I've been running into this issue where every once in a while Knative will become unable to create new Deployments, and will spontaneously recover within a few hours and create it. Until then, the following errors keep playing out within the serving components. What it feels like to me is the requests to kubernetes service are timing out, but I cannot tell why.
Expected Behavior
On making updates to a service, expecting deployment of new revision to work.
Actual Behavior
Occasionally, while making valid changes ex: changing the value of an annotation Knative will become unable to deploy a new revision, getting stuck in the state of constantly trying to reconcile it for hours before spontaneously recovering.
$ kn revision list -A
NAMESPACE NAME SERVICE TRAFFIC TAGS GENERATION AGE CONDITIONS READY REASON
knative service-00033 service 33 <invalid> 0 OK / 3 Unknown Deploying
knative service-00032 service 100% primary 32 <invalid> 4 OK / 4 True
In the controller logs I see the following context deadline exceeded error while trying to post to the Kubernetes service IP:
{
"insertId": "plhs429mzmf9nh5f",
"jsonPayload": {
"logger": "controller.event-broadcaster",
"caller": "record/event.go:285",
"knative.dev/pod": "controller-8c6b99cb7-7zg6n",
"commit": "484e848",
"message": "Event(v1.ObjectReference{Kind:\"Revision\", Namespace:\"knative\", Name:\"service-00033\", UID:\"8a09a3ff-655e-4e5f-b8d4-1a4886ab0678\", APIVersion:\"serving.knative.dev/v1\", ResourceVersion:\"1844291799\", FieldPath:\"\"}): type: 'Warning' reason: 'InternalError' failed to create deployment \"service-api-00033-deployment\": Post \"https://10.123.20.1:443/apis/apps/v1/namespaces/knative/deployments\": context deadline exceeded",
"timestamp": "2023-06-30T09:57:08.7332053Z"
}
and right before it the following in Webhook logs:
{
"insertId": "k078pd2dmx16qrr7",
"jsonPayload": {
"knative.dev/pod": "webhook-d44b476b8-89gbx",
"message": "Failed the resource specific validation",
"knative.dev/operation": "UPDATE",
"logger": "webhook",
"knative.dev/name": "service",
"knative.dev/subresource": "",
"knative.dev/namespace": "knative",
"knative.dev/kind": "serving.knative.dev/v1, Kind=Service",
"knative.dev/resource": "serving.knative.dev/v1, Resource=services",
"commit": "484e848",
"knative.dev/userinfo": "system:serviceaccount:service:default",
"timestamp": "2023-06-30T09:56:38.327880939Z",
"caller": "validation/validation_admit.go:183",
"stacktrace": "knative.dev/pkg/webhook/resourcesemantics/validation.validate\n\tknative.dev/[email protected]/webhook/resourcesemantics/validation/validation_admit.go:183\nknative.dev/pkg/webhook/resourcesemantics/validation.(*reconciler).Admit\n\tknative.dev/[email protected]/webhook/resourcesemantics/validation/validation_admit.go:79\nknative.dev/pkg/webhook.admissionHandler.func1\n\tknative.dev/[email protected]/webhook/admission.go:123\nnet/http.HandlerFunc.ServeHTTP\n\tnet/http/server.go:2109\nnet/http.(*ServeMux).ServeHTTP\n\tnet/http/server.go:2487\nknative.dev/pkg/webhook.(*Webhook).ServeHTTP\n\tknative.dev/[email protected]/webhook/webhook.go:263\nknative.dev/pkg/network/handlers.(*Drainer).ServeHTTP\n\tknative.dev/[email protected]/network/handlers/drain.go:113\nnet/http.serverHandler.ServeHTTP\n\tnet/http/server.go:2947\nnet/http.(*conn).serve\n\tnet/http/server.go:1991"
}
At a complete loss here at this point.
Steps to Reproduce the Problem
Unknown
I haven't looked at your service yaml, but I have a hypothesis that this might be related to slow tag to digest resolution.
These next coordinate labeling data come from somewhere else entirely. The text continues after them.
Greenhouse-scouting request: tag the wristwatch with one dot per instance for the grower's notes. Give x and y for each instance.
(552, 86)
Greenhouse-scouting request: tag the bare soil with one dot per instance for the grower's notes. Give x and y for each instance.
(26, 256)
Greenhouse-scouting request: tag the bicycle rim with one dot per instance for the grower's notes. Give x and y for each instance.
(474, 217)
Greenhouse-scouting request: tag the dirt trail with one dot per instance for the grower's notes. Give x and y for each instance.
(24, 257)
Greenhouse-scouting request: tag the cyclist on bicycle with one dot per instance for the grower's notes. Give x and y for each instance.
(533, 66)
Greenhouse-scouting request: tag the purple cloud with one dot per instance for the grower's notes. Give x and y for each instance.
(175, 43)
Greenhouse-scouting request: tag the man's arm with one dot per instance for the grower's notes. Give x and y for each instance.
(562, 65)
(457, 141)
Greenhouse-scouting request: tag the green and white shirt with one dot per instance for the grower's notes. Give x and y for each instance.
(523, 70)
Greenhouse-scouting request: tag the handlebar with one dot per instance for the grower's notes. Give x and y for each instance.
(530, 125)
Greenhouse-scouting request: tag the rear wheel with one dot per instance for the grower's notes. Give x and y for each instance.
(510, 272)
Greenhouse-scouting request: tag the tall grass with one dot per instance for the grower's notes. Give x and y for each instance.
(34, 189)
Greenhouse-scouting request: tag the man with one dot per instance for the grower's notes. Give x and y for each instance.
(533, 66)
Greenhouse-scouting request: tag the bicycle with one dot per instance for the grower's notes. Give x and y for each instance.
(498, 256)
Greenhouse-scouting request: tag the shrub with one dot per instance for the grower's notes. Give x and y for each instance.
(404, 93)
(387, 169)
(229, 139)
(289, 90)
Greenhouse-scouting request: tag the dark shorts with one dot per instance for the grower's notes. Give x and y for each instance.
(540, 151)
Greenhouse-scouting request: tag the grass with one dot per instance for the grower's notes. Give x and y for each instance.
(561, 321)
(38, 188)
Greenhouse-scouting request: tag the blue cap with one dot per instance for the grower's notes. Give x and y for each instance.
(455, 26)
Your can try the following:
Monitor latency for registry operations, particularly
GEToperations.Use image digests when referencing images. These look like
@sha256:...rather than:latest, and ensure that the image does not change after deployment.Disable tag to digest resolution. Note that this can lead to unpredictable behavior if a referenced tag is moved. Some instances may pick up the new image, while other instances may use an earlier image.
If this is tag to digest resolution and you're using public Dockerhub images, adding pull credentials to the service account that's running the Knative Service might give you higher rate limits.